(Abou Dhabi) La bataille pour le contrôle de la province pétrolière de Marib au Yémen fait rage entre les rebelles houthis et les forces gouvernementales, avec un lot quotidien de dizaines de morts, faisant craindre une escalade à grande échelle du conflit.

Fawaz AL-HAIDARI avec Shatha YAISH à Dubaï
Agence France-Presse

Samedi, au moins 50 combattants ont péri dans les affrontements acharnés au lendemain d’un bilan plus lourd de 60 morts, à Marib, dernier bastion sous contrôle du pouvoir dans le nord du pays en guerre depuis 2014, selon des sources gouvernementales.

En Arabie saoudite voisine, les autorités ont fait état de la mise en échec « d’une attaque aux missiles lancée par les houthis » contre Riyad, où de fortes explosions ont été entendues en soirée, et de l’interception de quatre drones lancés selon elles par les rebelles contre le sud saoudien. Ces attaques n’ont pas été revendiquées dans l’immédiat.

L’Arabie saoudite est à la tête d’une coalition de pays qui aide militairement le pouvoir du président yéménite Abd Rabbo Mansour Hadi dans sa guerre contre les rebelles.

Les houthis, qui tentent de s’emparer depuis plus d’un an de Marib, ont repris le 8 février leur offensive contre cette province, l’une des rares régions restées aux mains des loyalistes dans le Nord largement contrôlé par les rebelles.

Dans leur tentative de repousser l’assaut, les forces loyalistes bénéficient d’un atout : l’aviation de la coalition militaire qui bombarde les positions des houthis pour les empêcher d’avancer dans la province.

D’après l’une des sources militaires gouvernementales, « 22 membres des forces loyalistes dont le commandant des forces spéciales à Marib, le général Abdel Ghani Chaalane, et plus de 28 rebelles ont péri dans les combats qui se poursuivent sans répit ».

« Féroce »

Selon l’agence de presse du gouvernement, Marib « est la cible d’une offensive des plus féroces lancée par les houthis qui utilisent tout genre d’armes y compris drones et missiles balistiques ».

La chaîne des rebelles Al-Massirah a fait état de 12 raids aériens de la coalition militaire en appui aux forces gouvernementales au sol.

Vendredi, plus de 60 combattants ont été tués à Marib, la journée la plus sanglante depuis la reprise de l’offensive qui a poussé des centaines de familles à la fuite. Ces derniers jours les combats ont été particulièrement sanglants avec des dizaines de morts quotidiennement, selon les sources militaires.

Les houthis ne divulguent généralement pas leurs pertes.

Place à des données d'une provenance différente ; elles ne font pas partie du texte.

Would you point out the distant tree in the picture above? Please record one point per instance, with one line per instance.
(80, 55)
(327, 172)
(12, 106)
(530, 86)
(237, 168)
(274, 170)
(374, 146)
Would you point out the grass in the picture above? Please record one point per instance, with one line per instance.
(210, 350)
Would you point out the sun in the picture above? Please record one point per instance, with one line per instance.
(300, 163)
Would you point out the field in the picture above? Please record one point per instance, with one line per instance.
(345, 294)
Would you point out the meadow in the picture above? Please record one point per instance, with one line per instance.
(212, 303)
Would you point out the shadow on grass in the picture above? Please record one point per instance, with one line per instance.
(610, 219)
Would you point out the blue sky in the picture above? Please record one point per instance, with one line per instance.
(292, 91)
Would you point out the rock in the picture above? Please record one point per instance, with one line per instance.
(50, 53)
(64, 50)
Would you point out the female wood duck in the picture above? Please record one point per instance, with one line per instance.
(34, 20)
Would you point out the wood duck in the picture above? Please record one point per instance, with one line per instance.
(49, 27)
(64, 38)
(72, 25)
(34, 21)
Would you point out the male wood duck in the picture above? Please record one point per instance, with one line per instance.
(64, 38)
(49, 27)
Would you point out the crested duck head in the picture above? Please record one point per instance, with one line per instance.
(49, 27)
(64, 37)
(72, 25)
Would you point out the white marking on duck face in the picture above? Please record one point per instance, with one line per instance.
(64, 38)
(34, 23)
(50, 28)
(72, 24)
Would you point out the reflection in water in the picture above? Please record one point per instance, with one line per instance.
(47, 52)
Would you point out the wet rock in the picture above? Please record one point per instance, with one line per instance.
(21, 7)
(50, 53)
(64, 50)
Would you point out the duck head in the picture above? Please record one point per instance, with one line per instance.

Après une forte baisse des combats pendant plusieurs mois sur les fronts au Yémen, les rebelles sont repartis à l’assaut de la province de Marib, située à 120 km à l’est de la capitale Sanaa et à proximité de champs pétroliers.

Dans cette guerre, les rebelles sont soutenus par l’Iran chiite qui dément néanmoins leur fournir des armes. L’Iran est le rival régional du royaume saoudien sunnite.

Un succès des insurgés serait un coup dur pour le pouvoir yéménite et l’Arabie saoudite.

Politique américaine

La recrudescence des violences à Marib, ainsi que les attaques lancées ces dernières semaines par les rebelles contre le territoire saoudien, interviennent dans un contexte jugé pourtant apaisant en raison de la nouvelle politique américaine au Yémen de l’administration de Joe Biden.

Ce dernier a décidé de mettre fin à son soutien à Riyad dans cette guerre et de retirer les houthis de la liste des « organisations terroristes » pour ne pas entraver selon lui l’acheminement de l’aide humanitaire dans les territoires qu’ils contrôlent.

Jeudi, lors d’un premier entretien téléphonique avec le roi Salmane d’Arabie saoudite, Joe Biden a aussi évoqué « l’engagement des États-Unis à aider l’Arabie saoudite à défendre son territoire face aux attaques de groupes pro-Iran ».

Le conflit au Yémen, pays le plus pauvre de la péninsule arabique, a été déclenché en 2014 par une vaste offensive des houthis qui se sont emparés de larges pans du territoire, y compris de la capitale Sanaa qu’ils contrôlent toujours.

La guerre a plongé le pays dans la pire crise humanitaire au monde, selon l’ONU, et fait des dizaines de milliers de morts, d’après des ONG internationales, sans oublier les millions de déplacés et une population au bord de la famine.